Dalam era digital yang serba terhubung, media sosial telah berevolusi menjadi identitas virtual yang menyimpan beragam informasi sensitif. Mulai dari komunikasi personal hingga akses ke berbagai layanan digital, ketergantungan masyarakat terhadap akun daring kian meningkat.
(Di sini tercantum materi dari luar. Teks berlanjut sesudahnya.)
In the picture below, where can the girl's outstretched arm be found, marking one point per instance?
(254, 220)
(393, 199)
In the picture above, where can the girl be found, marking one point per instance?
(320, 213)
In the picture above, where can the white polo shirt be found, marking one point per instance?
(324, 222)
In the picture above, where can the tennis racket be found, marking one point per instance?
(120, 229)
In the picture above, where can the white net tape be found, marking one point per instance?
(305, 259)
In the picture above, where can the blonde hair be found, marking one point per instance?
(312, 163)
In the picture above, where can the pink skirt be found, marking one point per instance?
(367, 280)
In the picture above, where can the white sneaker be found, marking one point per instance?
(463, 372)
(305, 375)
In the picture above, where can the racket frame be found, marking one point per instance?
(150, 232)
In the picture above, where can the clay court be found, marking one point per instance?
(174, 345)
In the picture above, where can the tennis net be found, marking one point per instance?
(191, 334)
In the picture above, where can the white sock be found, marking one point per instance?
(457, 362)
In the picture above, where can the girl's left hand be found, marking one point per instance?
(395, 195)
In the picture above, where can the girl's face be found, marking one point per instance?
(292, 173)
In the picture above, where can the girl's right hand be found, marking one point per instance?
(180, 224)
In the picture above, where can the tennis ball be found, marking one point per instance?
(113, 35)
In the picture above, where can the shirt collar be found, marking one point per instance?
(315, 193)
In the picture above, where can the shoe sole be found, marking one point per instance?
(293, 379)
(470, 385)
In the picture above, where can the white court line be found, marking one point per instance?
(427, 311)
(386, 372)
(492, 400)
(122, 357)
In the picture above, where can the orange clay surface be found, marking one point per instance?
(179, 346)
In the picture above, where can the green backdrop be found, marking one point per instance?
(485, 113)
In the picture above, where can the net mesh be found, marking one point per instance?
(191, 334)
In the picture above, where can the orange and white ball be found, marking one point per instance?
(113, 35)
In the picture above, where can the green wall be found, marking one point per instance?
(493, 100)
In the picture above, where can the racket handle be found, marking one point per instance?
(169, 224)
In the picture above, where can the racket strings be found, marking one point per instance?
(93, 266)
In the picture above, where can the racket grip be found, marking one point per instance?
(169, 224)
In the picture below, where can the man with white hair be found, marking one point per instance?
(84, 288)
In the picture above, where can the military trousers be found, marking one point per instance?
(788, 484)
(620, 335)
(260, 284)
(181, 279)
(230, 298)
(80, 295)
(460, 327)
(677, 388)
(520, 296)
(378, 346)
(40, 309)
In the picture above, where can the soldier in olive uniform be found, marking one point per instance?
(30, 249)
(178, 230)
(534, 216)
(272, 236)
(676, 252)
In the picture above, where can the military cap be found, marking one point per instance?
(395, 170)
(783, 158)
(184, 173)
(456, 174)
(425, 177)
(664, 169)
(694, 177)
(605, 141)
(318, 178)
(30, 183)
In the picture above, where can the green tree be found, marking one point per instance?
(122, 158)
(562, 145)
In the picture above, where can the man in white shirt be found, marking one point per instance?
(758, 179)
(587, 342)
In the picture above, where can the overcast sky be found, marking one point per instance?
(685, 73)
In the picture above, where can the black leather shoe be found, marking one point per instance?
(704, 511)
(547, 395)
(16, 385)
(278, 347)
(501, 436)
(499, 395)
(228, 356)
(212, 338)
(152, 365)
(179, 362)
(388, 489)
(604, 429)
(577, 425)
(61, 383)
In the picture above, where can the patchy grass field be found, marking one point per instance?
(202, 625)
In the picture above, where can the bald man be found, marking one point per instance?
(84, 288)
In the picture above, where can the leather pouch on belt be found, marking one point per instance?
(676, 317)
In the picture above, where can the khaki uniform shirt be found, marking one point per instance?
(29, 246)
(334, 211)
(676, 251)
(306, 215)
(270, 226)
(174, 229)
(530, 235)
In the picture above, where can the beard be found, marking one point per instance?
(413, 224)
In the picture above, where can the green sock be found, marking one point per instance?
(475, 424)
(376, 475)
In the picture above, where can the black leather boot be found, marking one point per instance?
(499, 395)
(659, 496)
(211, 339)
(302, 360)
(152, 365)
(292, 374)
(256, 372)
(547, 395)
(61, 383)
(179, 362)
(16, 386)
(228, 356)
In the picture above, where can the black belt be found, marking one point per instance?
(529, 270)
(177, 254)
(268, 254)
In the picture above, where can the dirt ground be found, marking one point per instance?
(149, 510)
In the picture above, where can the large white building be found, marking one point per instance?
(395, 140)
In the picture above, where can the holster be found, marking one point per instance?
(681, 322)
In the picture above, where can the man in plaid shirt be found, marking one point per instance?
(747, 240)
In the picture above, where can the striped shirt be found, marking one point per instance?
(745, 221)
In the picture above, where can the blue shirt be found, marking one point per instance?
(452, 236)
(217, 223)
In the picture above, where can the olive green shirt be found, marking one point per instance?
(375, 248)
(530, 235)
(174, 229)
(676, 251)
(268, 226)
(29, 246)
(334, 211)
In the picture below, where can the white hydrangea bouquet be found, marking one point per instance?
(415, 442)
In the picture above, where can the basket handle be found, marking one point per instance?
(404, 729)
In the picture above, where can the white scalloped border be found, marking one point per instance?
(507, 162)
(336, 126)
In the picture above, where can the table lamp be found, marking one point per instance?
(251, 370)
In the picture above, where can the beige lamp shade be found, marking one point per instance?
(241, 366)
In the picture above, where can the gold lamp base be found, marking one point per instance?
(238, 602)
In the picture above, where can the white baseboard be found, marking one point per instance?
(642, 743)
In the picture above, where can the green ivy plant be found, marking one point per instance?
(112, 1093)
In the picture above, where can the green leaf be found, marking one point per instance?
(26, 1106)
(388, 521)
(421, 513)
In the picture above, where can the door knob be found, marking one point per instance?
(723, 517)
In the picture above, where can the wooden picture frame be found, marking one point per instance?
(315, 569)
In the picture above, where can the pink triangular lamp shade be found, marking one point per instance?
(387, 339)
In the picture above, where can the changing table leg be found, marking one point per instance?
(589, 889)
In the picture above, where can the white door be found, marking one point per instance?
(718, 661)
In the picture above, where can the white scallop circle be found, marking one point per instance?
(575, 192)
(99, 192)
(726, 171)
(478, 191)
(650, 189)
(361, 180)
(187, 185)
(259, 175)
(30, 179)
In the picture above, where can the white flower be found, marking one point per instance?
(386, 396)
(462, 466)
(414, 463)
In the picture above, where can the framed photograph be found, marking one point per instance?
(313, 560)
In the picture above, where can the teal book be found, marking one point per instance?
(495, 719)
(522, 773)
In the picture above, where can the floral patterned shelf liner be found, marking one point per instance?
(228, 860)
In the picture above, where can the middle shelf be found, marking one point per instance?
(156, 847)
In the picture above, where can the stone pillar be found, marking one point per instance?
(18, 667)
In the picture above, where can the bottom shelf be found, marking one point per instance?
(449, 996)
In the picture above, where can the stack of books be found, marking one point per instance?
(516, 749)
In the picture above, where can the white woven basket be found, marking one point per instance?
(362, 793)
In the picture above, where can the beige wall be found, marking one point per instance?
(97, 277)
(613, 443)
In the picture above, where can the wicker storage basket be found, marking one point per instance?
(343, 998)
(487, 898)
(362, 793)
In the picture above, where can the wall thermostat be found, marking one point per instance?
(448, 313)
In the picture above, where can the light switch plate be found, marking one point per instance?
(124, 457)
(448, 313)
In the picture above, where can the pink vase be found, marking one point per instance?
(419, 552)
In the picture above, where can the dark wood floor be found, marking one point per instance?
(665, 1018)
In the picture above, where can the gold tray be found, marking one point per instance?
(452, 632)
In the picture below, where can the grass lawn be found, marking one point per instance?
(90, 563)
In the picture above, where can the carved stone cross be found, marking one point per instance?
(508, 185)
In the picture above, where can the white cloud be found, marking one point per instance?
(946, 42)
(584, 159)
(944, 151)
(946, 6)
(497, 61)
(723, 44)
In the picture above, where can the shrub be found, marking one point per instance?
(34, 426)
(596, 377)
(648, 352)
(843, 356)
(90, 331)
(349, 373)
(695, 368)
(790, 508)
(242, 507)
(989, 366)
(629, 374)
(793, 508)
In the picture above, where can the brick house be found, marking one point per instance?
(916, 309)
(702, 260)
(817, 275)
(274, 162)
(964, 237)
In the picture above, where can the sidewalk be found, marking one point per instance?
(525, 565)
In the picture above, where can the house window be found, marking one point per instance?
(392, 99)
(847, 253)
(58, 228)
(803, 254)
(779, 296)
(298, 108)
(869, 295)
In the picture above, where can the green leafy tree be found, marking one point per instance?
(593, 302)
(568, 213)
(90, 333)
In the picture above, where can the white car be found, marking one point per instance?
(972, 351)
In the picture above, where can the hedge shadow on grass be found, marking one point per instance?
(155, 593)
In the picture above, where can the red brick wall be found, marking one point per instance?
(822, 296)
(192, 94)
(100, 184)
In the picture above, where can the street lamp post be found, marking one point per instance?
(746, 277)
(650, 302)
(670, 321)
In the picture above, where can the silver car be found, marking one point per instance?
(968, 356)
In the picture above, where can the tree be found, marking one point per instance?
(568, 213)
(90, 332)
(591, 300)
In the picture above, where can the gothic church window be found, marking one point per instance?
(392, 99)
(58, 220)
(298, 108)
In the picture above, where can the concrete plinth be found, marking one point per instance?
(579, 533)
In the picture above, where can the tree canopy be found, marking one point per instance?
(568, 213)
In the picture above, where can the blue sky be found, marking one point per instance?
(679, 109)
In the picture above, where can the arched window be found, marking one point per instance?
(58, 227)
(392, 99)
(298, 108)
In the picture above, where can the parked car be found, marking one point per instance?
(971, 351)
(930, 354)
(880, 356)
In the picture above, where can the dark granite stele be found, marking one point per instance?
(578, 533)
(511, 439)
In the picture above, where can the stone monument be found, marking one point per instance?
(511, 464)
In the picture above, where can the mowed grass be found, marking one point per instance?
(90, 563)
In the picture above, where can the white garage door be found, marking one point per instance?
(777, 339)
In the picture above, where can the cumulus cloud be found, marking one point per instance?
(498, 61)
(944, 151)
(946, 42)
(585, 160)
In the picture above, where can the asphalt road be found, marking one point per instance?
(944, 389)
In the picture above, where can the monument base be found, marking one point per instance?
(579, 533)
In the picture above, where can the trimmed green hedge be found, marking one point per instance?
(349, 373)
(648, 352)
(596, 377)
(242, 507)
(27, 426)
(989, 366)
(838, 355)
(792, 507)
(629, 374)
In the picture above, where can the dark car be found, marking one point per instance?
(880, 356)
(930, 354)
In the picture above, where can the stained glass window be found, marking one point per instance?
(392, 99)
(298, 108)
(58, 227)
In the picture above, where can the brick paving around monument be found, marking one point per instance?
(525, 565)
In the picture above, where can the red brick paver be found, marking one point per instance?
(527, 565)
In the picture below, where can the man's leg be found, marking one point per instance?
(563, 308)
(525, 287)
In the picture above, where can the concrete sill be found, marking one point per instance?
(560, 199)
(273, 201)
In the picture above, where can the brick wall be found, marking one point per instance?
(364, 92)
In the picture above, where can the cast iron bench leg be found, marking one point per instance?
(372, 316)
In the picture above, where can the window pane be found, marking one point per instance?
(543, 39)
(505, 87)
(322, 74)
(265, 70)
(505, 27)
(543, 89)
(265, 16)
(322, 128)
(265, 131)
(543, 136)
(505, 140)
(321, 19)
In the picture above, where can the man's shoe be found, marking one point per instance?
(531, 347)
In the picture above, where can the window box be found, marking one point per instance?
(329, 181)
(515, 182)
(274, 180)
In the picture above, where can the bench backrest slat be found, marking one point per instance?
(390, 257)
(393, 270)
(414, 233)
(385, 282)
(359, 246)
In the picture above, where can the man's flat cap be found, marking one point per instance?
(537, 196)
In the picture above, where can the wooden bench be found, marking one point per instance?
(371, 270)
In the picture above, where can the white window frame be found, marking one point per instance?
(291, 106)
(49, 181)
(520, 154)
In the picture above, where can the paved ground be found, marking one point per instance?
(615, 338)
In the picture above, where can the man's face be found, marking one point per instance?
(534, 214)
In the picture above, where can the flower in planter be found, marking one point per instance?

Oleh karena itu, menjaga keamanan akun bukan lagi pilihan, melainkan keharusan mutlak bagi setiap pengguna internet.
Fakta di lapangan menunjukkan bahwa banyak insiden peretasan bukan disebabkan oleh sistem keamanan platform yang rapuh, melainkan akibat kelalaian dari sisi pengguna. Kebiasaan-kebiasaan kecil yang dianggap sepele kerap menjadi pintu masuk bagi pelaku kejahatan siber untuk mencuri data pribadi, mengambil alih kendali akun, hingga melakukan penyalahgunaan identitas yang merugikan korban.
Salah satu kesalahan paling fatal adalah penggunaan kata sandi yang terlalu sederhana dan mudah ditebak, seperti kombinasi tanggal lahir, nama diri, atau deret angka berurutan. Metode peretasan modern sangat mudah menembus pertahanan sandi yang lemah tersebut hanya dalam hitungan detik. Mengandalkan satu kata sandi yang sama untuk berbagai aplikasi juga memperburuk risiko, karena jika satu akun jebol, maka akun lainnya akan ikut terancam.
Untuk meminimalisasi risiko tersebut, para ahli keamanan siber menyarankan pengguna untuk segera memperbarui standar keamanan akun. Gunakan kombinasi kata sandi yang kuat, yang terdiri dari huruf kapital, huruf kecil, angka, serta simbol khusus. Selain itu, pastikan untuk menerapkan kata sandi unik yang berbeda pada setiap platform agar perlindungan data tetap terjaga secara optimal.